The day before yesterday, I went to see Chelsea (an international European Premier League team from the UK) (Look at all that Barclays sponsorship! See?!) play Kitchee, a local Hong Kong team. The match was sponsored by the financial firm Barclays Capital. As my friend works there, he was able to get me a ticket. I couldn't find him, and by the time I got there from work it was 8pm (30 minutes before the second game started) and the seats were almost completely taken (see "world's most crowded city"), but it was excellent to watch. Guess who won? Of course.

I've described the commute here, but I have something else to add. In 2000, Disney produced Fantasia, an iconic manifestation of the past century of art and culture. Therein there is a music video for the song Rhapsody in Blue by George Gershwin which, while maybe representing concentrated urban New York in the 1930's, is now visible in Hong Kong. The video itself is over 10 minutes long, so if you don't want to be culturally enlightened (or you're at work), the parts I'm talking about that relate to HK are here and here. See how the people go from the subway into the building in a huge clump? That's my commute. There are crowds of people to get off the train, to go down the stairs, to walk down the sidewalk, and to get into the elevator. It's like Times Square, if the foot traffic there reversed depending on whether it was rush hour.

Also, here are some pictures. There won't be work on Saturday this weekend! Maybe I should take a trip to see that Buddha.

Monday, July 25, 2011

Day 56


Didn't go see the Buddha this weekend.
I want to see it, but I'm a busy guy. I had work on Saturday, so after that this weekend was spent mostly relaxing and seeing friends. First, my friend Angel came from the mainland. She lives in Dongguan and came to visit with her mom. We just went to McDonald's and chilled and talked a little bit. Kevin, the exchange student who stayed with me for a week last year, had some sort of visa issue so he might come next week (the 30th) instead. Anyway, that was part 1 of 3 of catching up with people.

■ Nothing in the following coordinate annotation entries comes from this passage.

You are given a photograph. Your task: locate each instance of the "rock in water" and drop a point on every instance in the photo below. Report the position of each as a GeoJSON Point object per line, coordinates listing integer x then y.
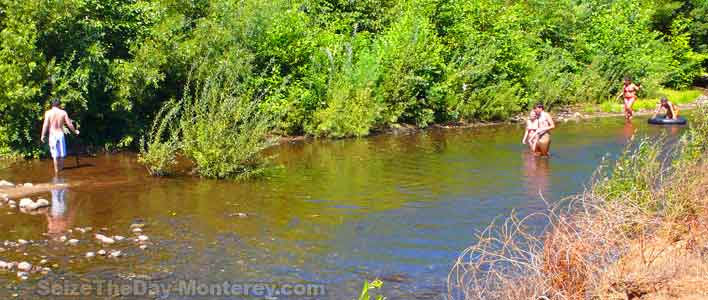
{"type": "Point", "coordinates": [24, 266]}
{"type": "Point", "coordinates": [42, 203]}
{"type": "Point", "coordinates": [26, 203]}
{"type": "Point", "coordinates": [4, 183]}
{"type": "Point", "coordinates": [104, 239]}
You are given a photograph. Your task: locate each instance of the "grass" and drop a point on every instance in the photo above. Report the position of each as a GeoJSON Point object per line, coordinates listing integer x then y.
{"type": "Point", "coordinates": [641, 230]}
{"type": "Point", "coordinates": [678, 97]}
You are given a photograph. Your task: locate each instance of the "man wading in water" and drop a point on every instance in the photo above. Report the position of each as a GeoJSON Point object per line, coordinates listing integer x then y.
{"type": "Point", "coordinates": [543, 132]}
{"type": "Point", "coordinates": [54, 120]}
{"type": "Point", "coordinates": [629, 91]}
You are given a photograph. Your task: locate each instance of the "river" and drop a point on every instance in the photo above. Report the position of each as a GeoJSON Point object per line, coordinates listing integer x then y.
{"type": "Point", "coordinates": [334, 212]}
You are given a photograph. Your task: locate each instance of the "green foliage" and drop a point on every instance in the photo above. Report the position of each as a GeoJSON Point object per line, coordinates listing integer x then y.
{"type": "Point", "coordinates": [634, 174]}
{"type": "Point", "coordinates": [368, 287]}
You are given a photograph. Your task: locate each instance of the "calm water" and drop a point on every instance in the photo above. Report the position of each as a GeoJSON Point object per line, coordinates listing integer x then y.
{"type": "Point", "coordinates": [399, 208]}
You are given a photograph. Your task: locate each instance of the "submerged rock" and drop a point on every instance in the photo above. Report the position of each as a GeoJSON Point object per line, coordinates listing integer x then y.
{"type": "Point", "coordinates": [26, 203]}
{"type": "Point", "coordinates": [24, 266]}
{"type": "Point", "coordinates": [104, 239]}
{"type": "Point", "coordinates": [5, 183]}
{"type": "Point", "coordinates": [22, 275]}
{"type": "Point", "coordinates": [42, 203]}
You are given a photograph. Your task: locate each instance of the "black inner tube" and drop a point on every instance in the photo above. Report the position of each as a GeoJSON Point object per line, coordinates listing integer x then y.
{"type": "Point", "coordinates": [662, 120]}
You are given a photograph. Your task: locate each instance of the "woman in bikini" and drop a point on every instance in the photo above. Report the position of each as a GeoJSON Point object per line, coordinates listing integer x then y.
{"type": "Point", "coordinates": [530, 138]}
{"type": "Point", "coordinates": [671, 109]}
{"type": "Point", "coordinates": [630, 96]}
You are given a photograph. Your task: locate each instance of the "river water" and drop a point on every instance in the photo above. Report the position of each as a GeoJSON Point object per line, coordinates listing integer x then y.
{"type": "Point", "coordinates": [335, 212]}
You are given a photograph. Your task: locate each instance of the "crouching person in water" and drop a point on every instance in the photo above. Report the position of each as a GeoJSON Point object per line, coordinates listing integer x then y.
{"type": "Point", "coordinates": [54, 121]}
{"type": "Point", "coordinates": [671, 109]}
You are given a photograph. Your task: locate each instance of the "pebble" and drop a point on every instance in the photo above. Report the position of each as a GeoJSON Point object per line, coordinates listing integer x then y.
{"type": "Point", "coordinates": [22, 275]}
{"type": "Point", "coordinates": [26, 203]}
{"type": "Point", "coordinates": [24, 266]}
{"type": "Point", "coordinates": [41, 203]}
{"type": "Point", "coordinates": [104, 239]}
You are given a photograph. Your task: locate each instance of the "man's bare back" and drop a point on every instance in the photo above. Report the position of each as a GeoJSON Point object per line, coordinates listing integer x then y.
{"type": "Point", "coordinates": [54, 121]}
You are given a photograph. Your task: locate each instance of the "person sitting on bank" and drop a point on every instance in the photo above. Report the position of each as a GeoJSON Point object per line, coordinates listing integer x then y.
{"type": "Point", "coordinates": [671, 109]}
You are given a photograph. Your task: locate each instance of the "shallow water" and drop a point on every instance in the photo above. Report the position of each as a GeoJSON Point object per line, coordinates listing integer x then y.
{"type": "Point", "coordinates": [397, 207]}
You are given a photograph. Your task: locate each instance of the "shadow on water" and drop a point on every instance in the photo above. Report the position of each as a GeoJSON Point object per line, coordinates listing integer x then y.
{"type": "Point", "coordinates": [340, 211]}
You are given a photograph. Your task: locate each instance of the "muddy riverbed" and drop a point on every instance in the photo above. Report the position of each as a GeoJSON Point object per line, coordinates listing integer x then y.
{"type": "Point", "coordinates": [334, 213]}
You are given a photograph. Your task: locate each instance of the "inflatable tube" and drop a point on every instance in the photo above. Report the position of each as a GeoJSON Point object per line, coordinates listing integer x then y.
{"type": "Point", "coordinates": [662, 120]}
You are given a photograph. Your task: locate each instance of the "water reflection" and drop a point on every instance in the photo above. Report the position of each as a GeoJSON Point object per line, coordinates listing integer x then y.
{"type": "Point", "coordinates": [537, 174]}
{"type": "Point", "coordinates": [58, 219]}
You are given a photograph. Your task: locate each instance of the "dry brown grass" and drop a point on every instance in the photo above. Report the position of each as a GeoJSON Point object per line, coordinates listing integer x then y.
{"type": "Point", "coordinates": [596, 249]}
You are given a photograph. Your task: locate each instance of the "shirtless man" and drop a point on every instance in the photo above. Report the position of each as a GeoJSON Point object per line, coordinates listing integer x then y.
{"type": "Point", "coordinates": [543, 132]}
{"type": "Point", "coordinates": [629, 91]}
{"type": "Point", "coordinates": [54, 121]}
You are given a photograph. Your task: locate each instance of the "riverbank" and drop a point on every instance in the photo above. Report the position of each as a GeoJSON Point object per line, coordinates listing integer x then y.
{"type": "Point", "coordinates": [563, 114]}
{"type": "Point", "coordinates": [638, 232]}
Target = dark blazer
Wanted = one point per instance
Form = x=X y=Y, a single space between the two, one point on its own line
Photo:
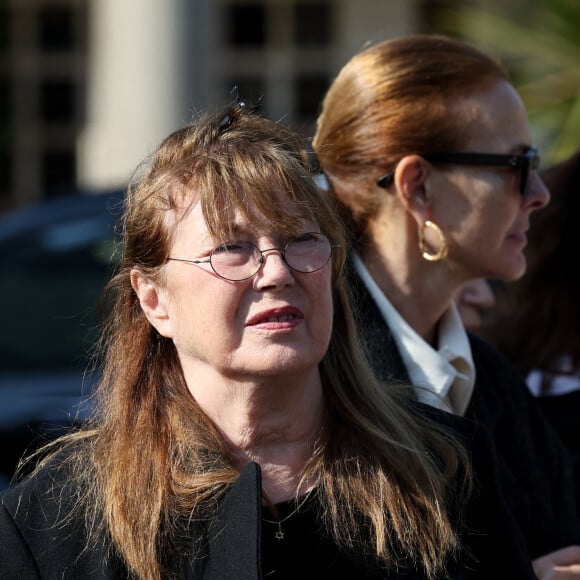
x=38 y=541
x=536 y=470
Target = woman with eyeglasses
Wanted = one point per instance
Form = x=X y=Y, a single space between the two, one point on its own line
x=426 y=146
x=239 y=432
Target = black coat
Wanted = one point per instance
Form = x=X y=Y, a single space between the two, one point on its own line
x=536 y=471
x=36 y=541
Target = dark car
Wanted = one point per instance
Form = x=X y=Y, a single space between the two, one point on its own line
x=55 y=257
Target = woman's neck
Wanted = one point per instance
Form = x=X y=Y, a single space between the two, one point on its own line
x=420 y=291
x=275 y=423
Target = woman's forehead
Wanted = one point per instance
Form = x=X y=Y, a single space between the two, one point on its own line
x=286 y=218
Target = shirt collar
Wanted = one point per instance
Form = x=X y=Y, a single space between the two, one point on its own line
x=431 y=371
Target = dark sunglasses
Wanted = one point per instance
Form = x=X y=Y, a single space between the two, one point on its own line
x=526 y=162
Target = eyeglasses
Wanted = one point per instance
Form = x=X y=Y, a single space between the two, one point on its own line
x=237 y=261
x=526 y=162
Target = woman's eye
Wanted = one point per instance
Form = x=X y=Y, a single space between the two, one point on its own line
x=230 y=247
x=308 y=237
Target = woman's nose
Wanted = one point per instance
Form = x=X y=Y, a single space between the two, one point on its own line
x=538 y=194
x=274 y=271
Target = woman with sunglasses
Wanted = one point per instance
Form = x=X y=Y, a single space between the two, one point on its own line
x=239 y=432
x=427 y=148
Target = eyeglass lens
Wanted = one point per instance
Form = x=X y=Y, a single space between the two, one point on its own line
x=241 y=260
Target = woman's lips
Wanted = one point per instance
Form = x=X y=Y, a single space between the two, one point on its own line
x=287 y=316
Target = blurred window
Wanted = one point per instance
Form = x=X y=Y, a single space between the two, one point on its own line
x=57 y=100
x=309 y=91
x=58 y=170
x=246 y=24
x=313 y=26
x=56 y=28
x=250 y=88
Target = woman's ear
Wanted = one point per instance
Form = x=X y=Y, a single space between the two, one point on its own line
x=411 y=185
x=152 y=301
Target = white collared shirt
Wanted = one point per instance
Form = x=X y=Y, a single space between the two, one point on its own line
x=431 y=371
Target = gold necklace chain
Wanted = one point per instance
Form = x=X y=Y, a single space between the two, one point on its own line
x=279 y=535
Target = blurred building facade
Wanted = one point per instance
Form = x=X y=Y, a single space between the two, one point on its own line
x=90 y=87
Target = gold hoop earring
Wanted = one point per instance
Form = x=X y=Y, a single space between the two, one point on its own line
x=427 y=252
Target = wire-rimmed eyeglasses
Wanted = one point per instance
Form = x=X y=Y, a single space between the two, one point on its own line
x=526 y=162
x=237 y=261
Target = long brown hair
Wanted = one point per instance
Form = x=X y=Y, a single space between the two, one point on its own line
x=390 y=100
x=151 y=458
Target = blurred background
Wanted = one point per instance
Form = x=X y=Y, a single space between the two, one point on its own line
x=88 y=88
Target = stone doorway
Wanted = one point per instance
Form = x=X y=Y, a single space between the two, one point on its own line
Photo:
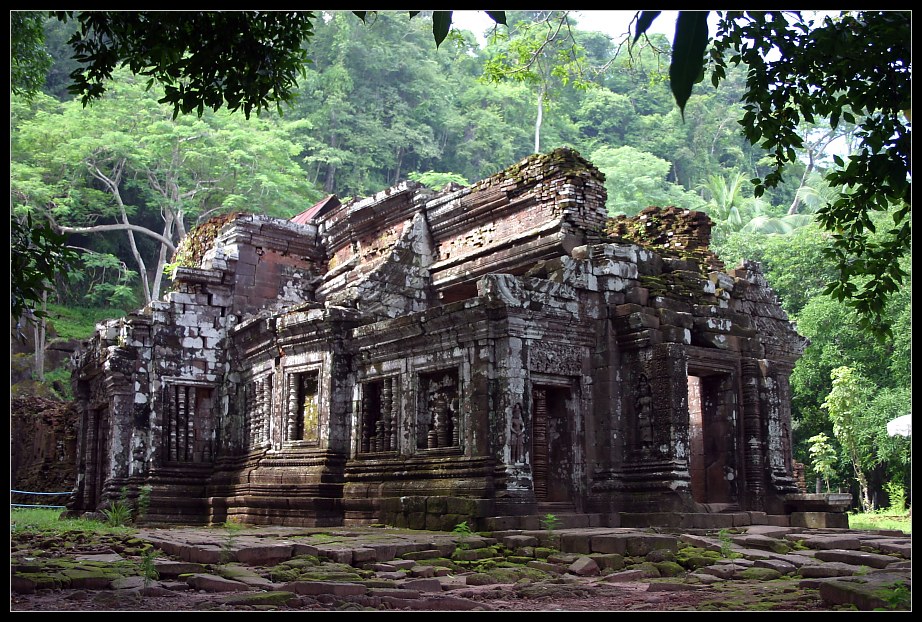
x=552 y=446
x=712 y=436
x=100 y=455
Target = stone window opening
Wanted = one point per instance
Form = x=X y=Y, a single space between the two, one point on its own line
x=187 y=433
x=711 y=434
x=552 y=412
x=379 y=416
x=303 y=412
x=437 y=419
x=257 y=410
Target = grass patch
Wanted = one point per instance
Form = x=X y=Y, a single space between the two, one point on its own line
x=49 y=521
x=881 y=520
x=79 y=322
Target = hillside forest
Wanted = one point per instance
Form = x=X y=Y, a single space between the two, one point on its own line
x=125 y=181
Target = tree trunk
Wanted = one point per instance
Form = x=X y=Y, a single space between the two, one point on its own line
x=161 y=258
x=112 y=184
x=40 y=335
x=539 y=120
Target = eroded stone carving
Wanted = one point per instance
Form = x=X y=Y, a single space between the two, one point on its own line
x=383 y=359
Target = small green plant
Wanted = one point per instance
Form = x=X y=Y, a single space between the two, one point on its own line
x=144 y=500
x=232 y=525
x=897 y=495
x=898 y=595
x=118 y=514
x=725 y=543
x=463 y=530
x=550 y=522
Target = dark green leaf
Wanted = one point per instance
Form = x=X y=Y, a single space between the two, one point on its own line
x=441 y=24
x=643 y=22
x=689 y=44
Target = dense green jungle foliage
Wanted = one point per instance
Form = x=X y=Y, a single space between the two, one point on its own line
x=380 y=103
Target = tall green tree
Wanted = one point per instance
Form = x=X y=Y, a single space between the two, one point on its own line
x=636 y=179
x=541 y=51
x=125 y=165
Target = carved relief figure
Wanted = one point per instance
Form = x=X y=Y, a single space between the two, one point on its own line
x=643 y=406
x=517 y=436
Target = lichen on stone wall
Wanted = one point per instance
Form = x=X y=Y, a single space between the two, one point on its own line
x=191 y=249
x=671 y=232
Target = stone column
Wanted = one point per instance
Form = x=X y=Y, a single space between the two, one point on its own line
x=754 y=491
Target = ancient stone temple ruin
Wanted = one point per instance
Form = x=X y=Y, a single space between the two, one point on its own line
x=486 y=354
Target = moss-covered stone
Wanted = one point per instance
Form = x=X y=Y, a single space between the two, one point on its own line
x=262 y=598
x=648 y=569
x=284 y=575
x=669 y=568
x=759 y=574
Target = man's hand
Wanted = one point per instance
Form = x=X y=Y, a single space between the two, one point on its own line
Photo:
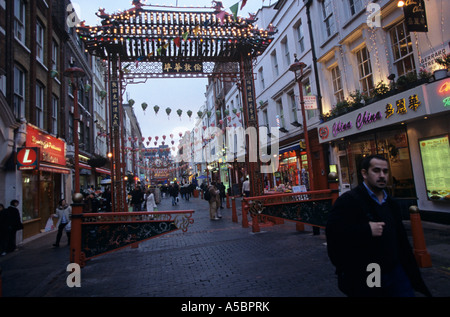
x=377 y=228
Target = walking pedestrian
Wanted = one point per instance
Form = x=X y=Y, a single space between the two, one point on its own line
x=365 y=231
x=63 y=213
x=173 y=192
x=137 y=197
x=150 y=200
x=246 y=188
x=2 y=230
x=222 y=193
x=213 y=201
x=10 y=224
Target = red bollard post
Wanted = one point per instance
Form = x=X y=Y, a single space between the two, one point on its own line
x=420 y=250
x=233 y=213
x=255 y=224
x=75 y=234
x=244 y=214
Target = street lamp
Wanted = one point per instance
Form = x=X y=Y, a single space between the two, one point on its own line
x=74 y=73
x=297 y=69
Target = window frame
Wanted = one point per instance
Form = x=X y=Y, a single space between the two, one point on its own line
x=55 y=55
x=365 y=74
x=293 y=107
x=355 y=7
x=40 y=97
x=285 y=46
x=55 y=109
x=20 y=21
x=399 y=61
x=327 y=13
x=40 y=41
x=300 y=36
x=275 y=66
x=19 y=92
x=280 y=113
x=336 y=79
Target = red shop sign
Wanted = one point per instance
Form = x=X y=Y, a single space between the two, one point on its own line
x=52 y=150
x=27 y=158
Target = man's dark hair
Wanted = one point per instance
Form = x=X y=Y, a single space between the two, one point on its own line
x=365 y=164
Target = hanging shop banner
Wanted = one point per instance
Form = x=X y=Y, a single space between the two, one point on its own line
x=27 y=158
x=395 y=109
x=435 y=154
x=415 y=16
x=52 y=150
x=115 y=103
x=182 y=67
x=310 y=102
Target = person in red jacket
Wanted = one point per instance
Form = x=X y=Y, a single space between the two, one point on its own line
x=365 y=235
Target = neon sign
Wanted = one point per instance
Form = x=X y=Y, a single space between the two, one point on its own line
x=444 y=88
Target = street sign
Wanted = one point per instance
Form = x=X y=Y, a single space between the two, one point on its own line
x=27 y=158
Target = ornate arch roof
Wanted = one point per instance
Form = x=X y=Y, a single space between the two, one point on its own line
x=170 y=34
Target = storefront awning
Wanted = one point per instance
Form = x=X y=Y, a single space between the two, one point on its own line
x=53 y=168
x=102 y=170
x=289 y=148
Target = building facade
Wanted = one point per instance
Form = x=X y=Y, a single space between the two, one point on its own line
x=39 y=43
x=383 y=96
x=278 y=95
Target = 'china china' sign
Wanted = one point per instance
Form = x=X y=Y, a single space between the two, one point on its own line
x=388 y=111
x=52 y=150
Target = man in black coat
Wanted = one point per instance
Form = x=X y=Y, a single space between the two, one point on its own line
x=365 y=235
x=10 y=223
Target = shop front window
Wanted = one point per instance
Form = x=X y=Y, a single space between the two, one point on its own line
x=29 y=194
x=393 y=145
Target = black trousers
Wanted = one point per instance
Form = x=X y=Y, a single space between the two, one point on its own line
x=59 y=234
x=8 y=240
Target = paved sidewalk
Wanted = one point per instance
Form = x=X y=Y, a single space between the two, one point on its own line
x=212 y=259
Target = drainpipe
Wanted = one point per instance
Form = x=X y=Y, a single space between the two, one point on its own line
x=313 y=50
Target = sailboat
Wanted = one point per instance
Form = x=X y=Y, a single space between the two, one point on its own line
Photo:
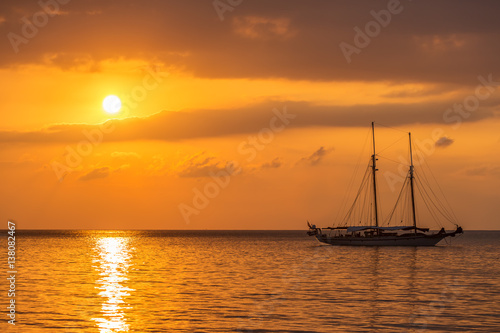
x=353 y=231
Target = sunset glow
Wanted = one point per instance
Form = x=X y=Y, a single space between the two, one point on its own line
x=130 y=124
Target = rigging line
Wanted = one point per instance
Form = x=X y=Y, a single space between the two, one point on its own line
x=431 y=211
x=394 y=128
x=405 y=164
x=445 y=212
x=397 y=201
x=442 y=193
x=349 y=213
x=343 y=204
x=433 y=202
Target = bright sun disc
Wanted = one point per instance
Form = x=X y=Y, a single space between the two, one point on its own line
x=112 y=104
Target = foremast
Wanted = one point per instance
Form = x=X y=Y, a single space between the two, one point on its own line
x=374 y=170
x=412 y=188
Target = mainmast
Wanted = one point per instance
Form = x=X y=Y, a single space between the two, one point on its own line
x=412 y=188
x=374 y=169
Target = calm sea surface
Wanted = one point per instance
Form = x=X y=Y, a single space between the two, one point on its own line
x=235 y=281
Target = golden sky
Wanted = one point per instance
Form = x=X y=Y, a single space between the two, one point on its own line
x=241 y=115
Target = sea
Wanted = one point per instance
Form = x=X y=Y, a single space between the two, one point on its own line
x=247 y=281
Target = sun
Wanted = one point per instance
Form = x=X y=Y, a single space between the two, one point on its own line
x=112 y=104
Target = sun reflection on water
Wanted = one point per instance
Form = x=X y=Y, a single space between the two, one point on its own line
x=112 y=262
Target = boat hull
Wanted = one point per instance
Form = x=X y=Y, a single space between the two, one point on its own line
x=417 y=240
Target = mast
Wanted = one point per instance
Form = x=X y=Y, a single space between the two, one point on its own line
x=412 y=187
x=374 y=169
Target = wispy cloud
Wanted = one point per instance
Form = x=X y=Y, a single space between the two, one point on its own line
x=96 y=174
x=444 y=142
x=201 y=165
x=316 y=157
x=191 y=124
x=274 y=164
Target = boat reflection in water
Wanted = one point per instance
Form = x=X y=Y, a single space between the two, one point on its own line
x=112 y=262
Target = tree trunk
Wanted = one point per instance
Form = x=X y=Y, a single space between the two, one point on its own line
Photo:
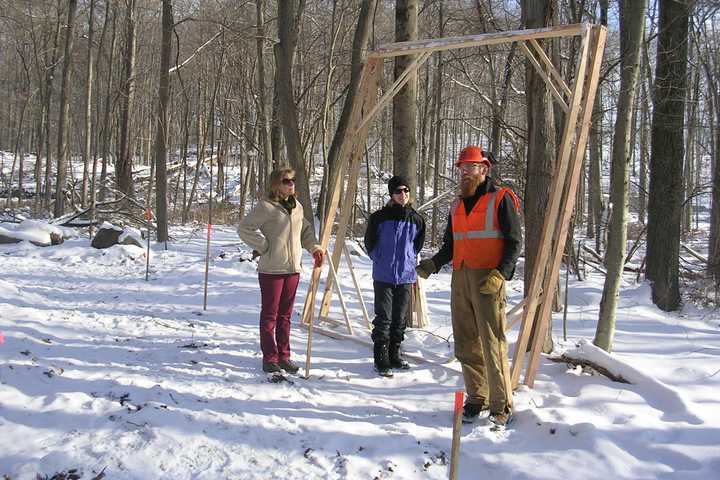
x=161 y=127
x=642 y=188
x=106 y=111
x=437 y=109
x=666 y=160
x=62 y=150
x=49 y=77
x=88 y=105
x=632 y=18
x=360 y=41
x=267 y=163
x=404 y=103
x=713 y=263
x=123 y=163
x=541 y=157
x=289 y=12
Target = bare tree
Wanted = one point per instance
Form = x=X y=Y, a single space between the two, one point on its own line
x=88 y=103
x=289 y=14
x=632 y=21
x=666 y=160
x=62 y=149
x=123 y=163
x=540 y=147
x=161 y=128
x=404 y=103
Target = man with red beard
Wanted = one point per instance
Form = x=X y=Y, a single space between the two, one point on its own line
x=483 y=240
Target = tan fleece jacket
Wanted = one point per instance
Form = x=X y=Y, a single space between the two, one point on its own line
x=278 y=236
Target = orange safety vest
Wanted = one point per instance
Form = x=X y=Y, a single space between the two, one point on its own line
x=477 y=239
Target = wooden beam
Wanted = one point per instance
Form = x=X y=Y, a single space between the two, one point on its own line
x=353 y=174
x=551 y=215
x=551 y=68
x=368 y=83
x=548 y=81
x=495 y=38
x=342 y=297
x=395 y=88
x=357 y=287
x=598 y=35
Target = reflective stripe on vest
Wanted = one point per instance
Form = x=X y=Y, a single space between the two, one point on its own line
x=478 y=244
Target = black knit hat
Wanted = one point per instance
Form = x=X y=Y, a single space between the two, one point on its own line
x=396 y=182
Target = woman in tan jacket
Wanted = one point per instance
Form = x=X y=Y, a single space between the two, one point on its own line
x=276 y=229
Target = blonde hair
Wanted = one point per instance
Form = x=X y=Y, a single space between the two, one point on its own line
x=275 y=180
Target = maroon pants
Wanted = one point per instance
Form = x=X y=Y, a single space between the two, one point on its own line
x=278 y=297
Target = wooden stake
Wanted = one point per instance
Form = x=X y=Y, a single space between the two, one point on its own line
x=597 y=38
x=148 y=218
x=357 y=287
x=342 y=298
x=551 y=216
x=457 y=425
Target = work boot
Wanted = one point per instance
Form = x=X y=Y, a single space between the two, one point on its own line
x=501 y=419
x=472 y=411
x=382 y=360
x=288 y=366
x=396 y=360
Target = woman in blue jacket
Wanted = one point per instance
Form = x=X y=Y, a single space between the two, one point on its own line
x=395 y=235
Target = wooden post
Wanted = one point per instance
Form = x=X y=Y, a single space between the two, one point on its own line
x=357 y=287
x=457 y=425
x=544 y=280
x=550 y=224
x=342 y=298
x=597 y=37
x=368 y=89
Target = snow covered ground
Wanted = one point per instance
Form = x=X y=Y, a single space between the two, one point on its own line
x=101 y=371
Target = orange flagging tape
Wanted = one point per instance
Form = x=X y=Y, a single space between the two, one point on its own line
x=459 y=397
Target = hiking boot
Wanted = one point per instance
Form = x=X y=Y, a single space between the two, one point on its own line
x=396 y=360
x=501 y=419
x=288 y=366
x=382 y=360
x=270 y=367
x=472 y=411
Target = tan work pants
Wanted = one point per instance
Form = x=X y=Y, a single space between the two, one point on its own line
x=480 y=345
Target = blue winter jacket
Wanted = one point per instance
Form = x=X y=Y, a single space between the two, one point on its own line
x=393 y=238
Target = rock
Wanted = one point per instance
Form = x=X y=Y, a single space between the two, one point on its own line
x=106 y=236
x=7 y=239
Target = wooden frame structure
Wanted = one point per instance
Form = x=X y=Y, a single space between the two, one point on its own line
x=576 y=101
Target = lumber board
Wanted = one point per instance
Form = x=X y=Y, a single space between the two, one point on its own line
x=495 y=38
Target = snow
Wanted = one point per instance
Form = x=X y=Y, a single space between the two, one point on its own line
x=102 y=371
x=35 y=231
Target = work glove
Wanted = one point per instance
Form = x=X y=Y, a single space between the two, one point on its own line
x=493 y=283
x=426 y=268
x=318 y=255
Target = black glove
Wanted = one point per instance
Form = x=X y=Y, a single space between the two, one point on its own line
x=493 y=284
x=426 y=268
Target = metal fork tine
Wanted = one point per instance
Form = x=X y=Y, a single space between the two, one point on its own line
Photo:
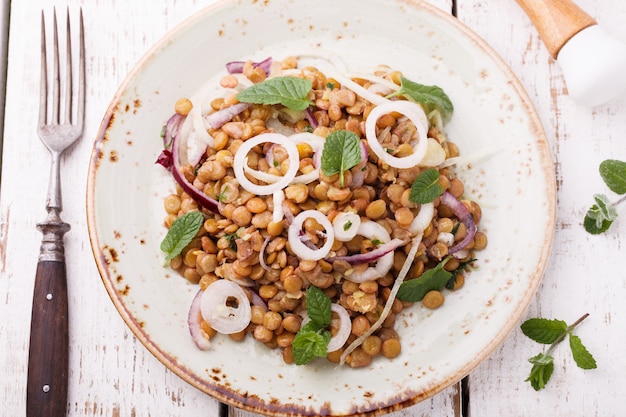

Eve, a friend of mine that I met in Puerto Rico, came back to Hong Kong (her hometown) last week, so we got to see each other on the weekend. We went to Mong Kok to eat street food and catch up. Mong Kok is close by where I live, and it's famous for its street food, atmosphere, and being the most crowded urban district in the world. I tried to live there when I got here, but I couldn't find a place. Anyway, going places with someone who knows what they're doing is fun because I actually get to experience more cool stuff and good food. Also, I don't have to try and communicate in Canto because I can't. In short hanging out with someone who knows the place is more culturally enriching than not. Next week I'm going to try Chop Suey, which I didn't even know was a real thing here.

That's Saturday evening. On Saturday night, another friend came from the mainland again (because Hong Kong is, in my experience, easily 3x as fun as the mainland) and we hit Lan Kwai Fong hard. On Sunday I went back to Mong Kok to eat because it was cheap and delicious. I also watched Harry Potter... seeing the last one was weird.

As of now, I only have three more weeks in Hong Kong. I still have a couple of things to do to wrap up (see day 52) my stay here, buy stuff, etc. I'm starting my last full week of work now.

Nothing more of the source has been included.